The role of dendritic cells (DC) in inflammatory bowel disease is increasingly recognised for their function in regulating intestinal immune responses. To our knowledge there are no previous studies of DC in pouchitis. We aimed to characterise changes in DC in pouchitis that may underlie the dysregulated immune response to the pouch microbiota.


Mucosal biopsy samples were taken from ulcerative colitis patients with pouchitis (n = 14) and ulcerative colitis patients without pouchitis (n = 10). Lamina propria DC were isolated by collagenase digestion. DC were identified as an HLA DR+, lineage (CD3, CD14, CD16, CD19, CD34) population. DC expression of TLR 2 and 4, CCR9, β 7 and CD40 were measured by multicolour flow cytometry. The t-test was used for statistical analysis.

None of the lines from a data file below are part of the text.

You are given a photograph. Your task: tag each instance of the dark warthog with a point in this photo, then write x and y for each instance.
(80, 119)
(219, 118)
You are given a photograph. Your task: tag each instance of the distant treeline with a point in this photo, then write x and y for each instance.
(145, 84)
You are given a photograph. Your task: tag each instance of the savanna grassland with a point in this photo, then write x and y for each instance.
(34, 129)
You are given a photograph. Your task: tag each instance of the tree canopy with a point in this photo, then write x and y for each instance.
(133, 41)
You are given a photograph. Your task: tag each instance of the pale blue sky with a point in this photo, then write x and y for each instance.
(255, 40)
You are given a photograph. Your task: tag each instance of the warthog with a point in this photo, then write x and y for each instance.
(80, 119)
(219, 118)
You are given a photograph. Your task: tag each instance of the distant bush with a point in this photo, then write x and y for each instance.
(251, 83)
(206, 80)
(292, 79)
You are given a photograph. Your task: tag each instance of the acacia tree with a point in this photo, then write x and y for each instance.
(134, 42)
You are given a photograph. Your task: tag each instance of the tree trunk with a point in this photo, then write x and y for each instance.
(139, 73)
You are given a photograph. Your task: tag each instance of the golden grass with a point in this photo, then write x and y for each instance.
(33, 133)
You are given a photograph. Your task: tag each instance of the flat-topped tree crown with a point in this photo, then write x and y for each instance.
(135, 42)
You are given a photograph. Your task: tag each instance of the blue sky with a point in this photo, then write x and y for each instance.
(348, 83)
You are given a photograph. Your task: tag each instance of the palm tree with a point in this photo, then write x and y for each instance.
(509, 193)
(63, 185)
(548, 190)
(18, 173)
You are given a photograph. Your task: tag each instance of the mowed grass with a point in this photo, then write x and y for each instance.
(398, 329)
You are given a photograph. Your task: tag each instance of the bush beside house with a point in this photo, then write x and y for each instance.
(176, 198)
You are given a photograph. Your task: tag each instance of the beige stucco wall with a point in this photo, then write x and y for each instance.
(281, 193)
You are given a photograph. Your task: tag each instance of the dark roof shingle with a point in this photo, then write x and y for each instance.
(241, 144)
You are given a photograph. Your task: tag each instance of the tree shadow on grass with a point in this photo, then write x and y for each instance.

DC expression of TLR 2 and 4 were both significantly elevated in patients with pouchitis compared with non-pouchitis patients (p = 0.007 and 0.008). In pouchitis patients, DC expression of β 7 was increased (p = 0.02) and expression of CCR9 was decreased (p = 0.02). DC expression of CD40 was increased in patients with pouchitis (p ≤ 0.0001).


In pouchitis, DC are activated and upregulate expression of microbial recognition receptors. In addition, DC expression of gut homing markers is elevated in pouchitis with a more colonic homing marker profile. Similarly to other IBD, DC are likely to be key in the initation and perpetuation of the inflammatory response to the dysbiosis of the pouch microbiota.